# 1. The architecture of modern GPU
* GPUs are organized into an array of highly threaded Streaming Multiprocessors(SMs).
* Each SM has many cores, known as CUDA cores.
* Each SM has an on-chip memory structure. 
* GPUs also come with a large amount of off-chip memory called "Global Memory."

# 2. Block scheduling
* Threads are assigned to SMs on a block-by-block basis. All the threads in a block are assigned to the same SM simultaneously.
* Blocks must reserve hardware resources before being assigned to an SM, so only a limited number of blocks can be assigned simultaneously. 
* Each GPU has a limited number of SMs, each of which can be assigned a limited number of blocks simultaneously. Hence, there is a limit to how many blocks can simultaneously run on a CUDA device. 
* The runtime maintains a list of blocks to be executed and assigns new blocks to SMs when previously assigned blocks have finished. 
* Block-by-block thread assignment allows for special interactions among threads in the same block that are impossible among threads of different blocks. This includes barrier sync and low-latency access to shared memory. 
* Threads in different blocks can also synchronize if they follow certain patterns, but that is outside the scope of this chapter. 
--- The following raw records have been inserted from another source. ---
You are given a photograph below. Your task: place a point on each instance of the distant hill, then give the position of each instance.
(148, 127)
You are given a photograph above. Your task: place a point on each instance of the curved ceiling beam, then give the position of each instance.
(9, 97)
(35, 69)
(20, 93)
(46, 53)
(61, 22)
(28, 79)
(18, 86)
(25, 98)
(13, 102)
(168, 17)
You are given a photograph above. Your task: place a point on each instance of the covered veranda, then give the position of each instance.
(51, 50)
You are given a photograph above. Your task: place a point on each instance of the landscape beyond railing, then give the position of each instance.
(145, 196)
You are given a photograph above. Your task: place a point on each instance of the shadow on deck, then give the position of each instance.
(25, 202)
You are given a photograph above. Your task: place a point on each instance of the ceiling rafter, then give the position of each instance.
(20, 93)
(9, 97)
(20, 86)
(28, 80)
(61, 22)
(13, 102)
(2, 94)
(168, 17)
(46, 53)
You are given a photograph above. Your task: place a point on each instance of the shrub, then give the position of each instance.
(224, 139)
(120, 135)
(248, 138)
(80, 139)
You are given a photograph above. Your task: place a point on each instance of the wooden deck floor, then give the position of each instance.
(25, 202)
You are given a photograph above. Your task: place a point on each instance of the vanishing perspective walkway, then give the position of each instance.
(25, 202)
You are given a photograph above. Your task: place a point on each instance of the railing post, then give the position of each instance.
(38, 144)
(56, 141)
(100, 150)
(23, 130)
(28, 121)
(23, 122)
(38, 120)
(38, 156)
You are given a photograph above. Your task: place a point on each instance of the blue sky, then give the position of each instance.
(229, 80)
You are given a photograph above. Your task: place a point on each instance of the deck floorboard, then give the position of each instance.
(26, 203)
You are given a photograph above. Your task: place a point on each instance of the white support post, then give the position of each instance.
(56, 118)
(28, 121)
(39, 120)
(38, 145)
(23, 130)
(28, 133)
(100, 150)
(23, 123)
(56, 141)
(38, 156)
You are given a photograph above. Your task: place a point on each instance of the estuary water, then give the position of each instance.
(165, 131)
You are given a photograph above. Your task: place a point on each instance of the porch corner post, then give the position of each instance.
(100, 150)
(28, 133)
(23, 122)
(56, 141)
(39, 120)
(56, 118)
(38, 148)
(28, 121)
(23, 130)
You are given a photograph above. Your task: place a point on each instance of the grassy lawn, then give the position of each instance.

# 3. Synchronization and transparent scalability
* __synchthreads() allows threads in the same block to coordinate. When a thread calls __syncthreads, it will be held at that location until all threads in the same block have reached that location. This kind of synchronization is called **Barrier Synchronization**.
* If in a kernel __synchthreads() is present, all threads must execute it, or none should. Incorrect usage of __synchthreads will result in undefined behavior.
* Barrier Synchronization enforces strict constraints on threads within a block:
    * All threads in a block should execute near each other to avoid excessive long time.
    * The system must ensure all threads participating in Barrier Synchronization have the necessary resources.
CUDA achieves these constraints by enforcing block-by-block scheduling.
* CUDA hits a significant trade-off by not allowing Barrier Synchronization across blocks. Blocks can be executed in any order and independent of each other. Independent block execution also provides for different hardware with different power/performance/cost profits. Albeit at various speeds. This is called **Transparent Scalability**


# 4. Warps and SIMD hardware
* Threads in a block execute independently of each other and only follow Barrier Synchronization rules.
* Thread scheduling in CUDA is hardware-specific.
* In most implementations, once a block is assigned to an SM, the threads inside the block are divided into 32 thread units called warps. Knowledge of warps can be crucial in optimizing performance on a CUDA device.
* Blocks are partitioned into warps based on thread indices. For multi-dimensional blocks, the threads are laid in a row-major format and then split into warps of 32. After the threads have been ***linearized***, the split into blocks is done as follows:
$$
\text{warp}_n = [32n, 32(n - 1) + 1]
$$
The last warp is padded with inactive threads if required.
* Higher coordinates are laid before lower coordinates to do the row-major **linearization**. Concretely, z, then y, and then x. Refer to Figure 4.1.
* Execution units (cores) in an SM are grouped into **processing blocks**. All cores in the same processing block share the same Instruction Fetch/Dispatch units. For example, A100 has 64 cores divided into four processing blocks of 16 cores.
* All threads in the same warp are assigned to the same processing block. They apply the same instruction to different parts of the data at the same time. This model is called Single Instruction Multiple Data(SIMD). The advantage of SIMD is that the same control structure is shared across many compute units. Hence, large amounts of hardware can be assigned to compute cores. 

# 5. Control divergence
* When different threads in the same warp take different control flow paths, the SIMD hardware will take multiple passes through these paths, one for each path.
* When different threads in the same warps execute different paths, these threads exhibit **control divergence**.
* The multipass approach to divergent warp execution extends the SIMD hardware capability to implement the full semantics of CUDA threads.
* While the SIMD hardware executes the same instructions for all threads in the warp, it selectively lets the thread take part in the paths that they took.
* The multipass approach preserves thread independence, allowing us to continue taking advantage of low-cost SIMD hardware. The trade-off is extra passes on the same instruction set.
* After Pascal architecture, many passes can be executed concurrently. This feature is called **Independent Thread Scheduling**.
* Divergence can also arise from loops.
* A prevalent reason for control divergence is to handle boundary conditions. As such, the larger the compute load, the lesser the impact of control divergence. This is because the larger the grid size, the smaller the percentage of warps involved in boundary condition paths.
* Another impact of control divergence is that one cannot assume the same execution time for all threads. Therefore, if all threads in a warp must complete a phase before moving on, we must use a barrier synchronization mechanism, like __synchwarps().